Fabiana tem uma doença psicossomática? Sim, realmente ela sente todas as reações físicas e emocionais da ansiedade. Mas a grande pergunta é: o que efetivamente causou todos esses sintomas? Foi a “doença psicossomática” ou foram outros elementos/eventos do contexto?
Muitas pessoas, inclusive alguns profissionais, são taxativos em dizer: foi uma somatização. Como se isso fosse suficiente para compreender toda a questão, ou que isso, por si só, resolvesse o problema.
Veja que a balada, que era algo altamente satisfatório para as amigas de Fabiana, tornou-se algo altamente aversivo para a nossa personagem. Logo, toda tarde de sexta-feira passou a ser um pré-aversivo para Fabiana, como um aviso que ela estaria exposta a algo ruim logo mais à noite. A partir daí, dado todo o contexto, surgiram vários sintomas (sintomas, não causas, ok?) como: a misteriosa dor de cabeça, sensação de falta de ar, picadas nas mãos e nos pés, sensação de desmaio, dores no peito e palpitações, boca seca, além da probabilidade de ficar aborrecida com os colegas de trabalho.

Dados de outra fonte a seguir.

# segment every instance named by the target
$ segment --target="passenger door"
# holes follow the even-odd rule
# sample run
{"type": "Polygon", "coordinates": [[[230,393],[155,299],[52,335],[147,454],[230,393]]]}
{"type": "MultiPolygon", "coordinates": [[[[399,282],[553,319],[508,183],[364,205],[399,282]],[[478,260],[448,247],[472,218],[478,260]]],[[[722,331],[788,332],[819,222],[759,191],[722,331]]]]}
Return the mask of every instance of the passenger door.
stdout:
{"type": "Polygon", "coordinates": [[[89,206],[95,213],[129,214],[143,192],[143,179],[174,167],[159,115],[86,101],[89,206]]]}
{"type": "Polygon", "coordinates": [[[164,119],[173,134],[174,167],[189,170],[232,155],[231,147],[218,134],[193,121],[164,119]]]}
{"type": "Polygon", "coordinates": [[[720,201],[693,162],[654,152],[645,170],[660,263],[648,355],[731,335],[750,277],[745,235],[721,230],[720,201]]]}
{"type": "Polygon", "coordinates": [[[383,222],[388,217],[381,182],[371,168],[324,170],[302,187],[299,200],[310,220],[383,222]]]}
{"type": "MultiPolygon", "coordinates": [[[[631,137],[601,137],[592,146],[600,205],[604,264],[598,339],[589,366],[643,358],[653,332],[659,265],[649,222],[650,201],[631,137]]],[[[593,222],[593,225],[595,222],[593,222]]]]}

A situação pode ficar tão grave que Fabiana pode até generalizar todos os acontecimentos da sexta-feira para as quintas-feiras, quartas… Enfim, pode sentir-se tão ansiosa, o tempo todo e com todos os sintomas acumulados, que passaria a ter insônia e outros sintomas agravados, sendo que a causa real do problema estaria bem distante. Isso poderia enganar várias pessoas, inclusive a própria Fabiana.

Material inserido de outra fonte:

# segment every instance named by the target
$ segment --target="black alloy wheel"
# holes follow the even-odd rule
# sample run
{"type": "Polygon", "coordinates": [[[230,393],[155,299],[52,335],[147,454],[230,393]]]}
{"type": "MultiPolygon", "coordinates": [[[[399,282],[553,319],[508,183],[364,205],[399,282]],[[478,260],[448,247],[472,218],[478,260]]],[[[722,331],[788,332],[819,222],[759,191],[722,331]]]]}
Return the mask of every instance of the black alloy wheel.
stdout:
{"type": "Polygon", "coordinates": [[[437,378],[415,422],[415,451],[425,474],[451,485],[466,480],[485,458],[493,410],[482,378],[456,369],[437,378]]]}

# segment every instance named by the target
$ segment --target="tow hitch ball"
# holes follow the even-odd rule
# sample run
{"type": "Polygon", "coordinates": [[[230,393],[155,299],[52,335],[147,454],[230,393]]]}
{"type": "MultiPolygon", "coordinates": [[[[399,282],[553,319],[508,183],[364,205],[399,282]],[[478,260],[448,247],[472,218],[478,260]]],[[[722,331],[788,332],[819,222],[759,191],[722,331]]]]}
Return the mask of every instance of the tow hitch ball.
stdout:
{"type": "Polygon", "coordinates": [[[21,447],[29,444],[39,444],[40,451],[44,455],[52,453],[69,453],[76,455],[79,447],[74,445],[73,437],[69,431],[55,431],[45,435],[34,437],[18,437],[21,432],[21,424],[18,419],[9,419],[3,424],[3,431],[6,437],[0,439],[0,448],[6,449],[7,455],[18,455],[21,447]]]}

Sei que enxergar a doença psicossomática dessa forma não é assim tão fácil, mas devemos sempre ir em busca das causas reais, para efetivamente implementar o tratamento adequado que foque a causa do problema e não o sintoma, como muitos fazem. Por isso, sempre afirmo aos meus pacientes que as dores, sensações físicas e o sofrimento são reais, mas quando não encontramos as causas orgânicas, devemos buscar as causas contextuais para termos sucesso no tratamento.
Por isso, nunca negligencie seu problema, sua dor ou os problemas ou dores de terceiros. Nada acontece por acaso. Tudo tem uma causa e toda causa um tratamento específico, que pode até fugir à lógica convencional, mas talvez valha a pena conhecer e experimentar.